Tanzania also has no complaint mechanisms or channels to provide medical assistance for returning workers who faced abuse or exploitation overseas. The lack of economic reintegration policies leaves many women seeking to migrate again even if they faced abuse.

Tanzania should adopt key strategies to prevent and respond to abuse, including stringent regulation and oversight of recruitment, rights-based training programs, and adequate consular assistance including paying for flight tickets home, Human Rights Watch said.

“Tanzania should ensure that women can migrate safely for domestic work,” Begum said. “Tanzania, Oman, and the UAE should work together to prevent exploitation of migrant domestic workers, investigate abuses, and prosecute those responsible.”

Selected accounts from the report:  

“Atiya Z.,” 28, from Kondowa, traveled to Oman in June 2015. She said her employer confiscated her passport and phone, forced her to work 21 hours a day with no rest or day off, did not allow her to eat without permission, and beat her every day. She attempted to flee after three weeks, but her employer brought her back and demanded that she repay recruitment costs of 2 million TZS (US$880). Afterward, she said, her employer confined her to the house. In April 2016, she said she fainted because she could not eat due to a swollen throat. When she returned from the hospital, her employers retaliated: “The woman started hitting me and said: ‘You did not come here to get sick.’ She called her sister-in-law, who came over and they stripped me naked and beat me with plastic hangers. The construction workers could hear me screaming from outside but couldn’t help. When the husband came back he took me to the room and raped me anally. After he finished raping me, they took me to the brother’s house and the next day they put me on a flight back to Tanzania. They took the money I earned, and only gave my passport back. They just left me at the airport. I was scared, traumatized, and didn’t know who to speak to.”

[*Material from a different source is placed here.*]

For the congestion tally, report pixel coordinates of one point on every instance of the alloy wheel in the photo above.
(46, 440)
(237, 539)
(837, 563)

“Inaya R.,” 23, said in 2013 her employers in Oman did not pay her for five months but when she wanted to leave, they demanded repayment of 700 OMR (US$1,818) recruitment costs. The embassy could not find a new employer willing to pay this amount, so she went home with no salary and raised her own money to pay for her flight tickets home. “The embassy doesn’t have power to say anything,” she said.

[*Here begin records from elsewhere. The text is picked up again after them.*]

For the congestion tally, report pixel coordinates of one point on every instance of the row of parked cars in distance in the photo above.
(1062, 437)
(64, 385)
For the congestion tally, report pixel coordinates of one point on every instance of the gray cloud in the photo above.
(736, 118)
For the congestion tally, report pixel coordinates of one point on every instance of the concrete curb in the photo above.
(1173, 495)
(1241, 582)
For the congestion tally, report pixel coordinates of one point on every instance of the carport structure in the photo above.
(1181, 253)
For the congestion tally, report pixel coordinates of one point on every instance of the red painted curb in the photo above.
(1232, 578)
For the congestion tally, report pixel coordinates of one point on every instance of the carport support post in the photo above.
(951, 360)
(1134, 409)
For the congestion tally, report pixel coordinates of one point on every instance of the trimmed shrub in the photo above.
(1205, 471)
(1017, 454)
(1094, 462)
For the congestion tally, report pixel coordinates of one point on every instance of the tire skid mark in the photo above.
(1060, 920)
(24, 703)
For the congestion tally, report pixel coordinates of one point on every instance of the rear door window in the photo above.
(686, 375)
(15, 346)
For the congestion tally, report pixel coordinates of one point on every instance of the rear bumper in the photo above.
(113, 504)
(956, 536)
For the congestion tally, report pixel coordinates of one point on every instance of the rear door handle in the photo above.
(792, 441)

“Hidaya Z.,” 30, said for almost two years, her employers had forced her to work 17 hours a day with no rest, and no day off, confined her to the home when they left the house, insulted her, paid her 50 OMR ($130) instead of the 80 OMR ($208) her contract required, and failed to pay her six months’ salary. In 2016, she finally fled after a male family member sexually assaulted her. She went to file a complaint with the police to get her passport back from her employer on the advice of the Tanzanian embassy in Oman. The police told her that her employer had pressed charges against her for running away.

She said: “I told the police about my problems but they didn’t care.” The police told her to pay 200 OMR ($520) or spend three months in jail. She said she returned to the embassy, where she spent three months raising the money to pay the fine. “All of my things, including the new clothes I bought for my family and my phone, I left at the [employer’s] house [when I fled] and came back as you see me,” she said.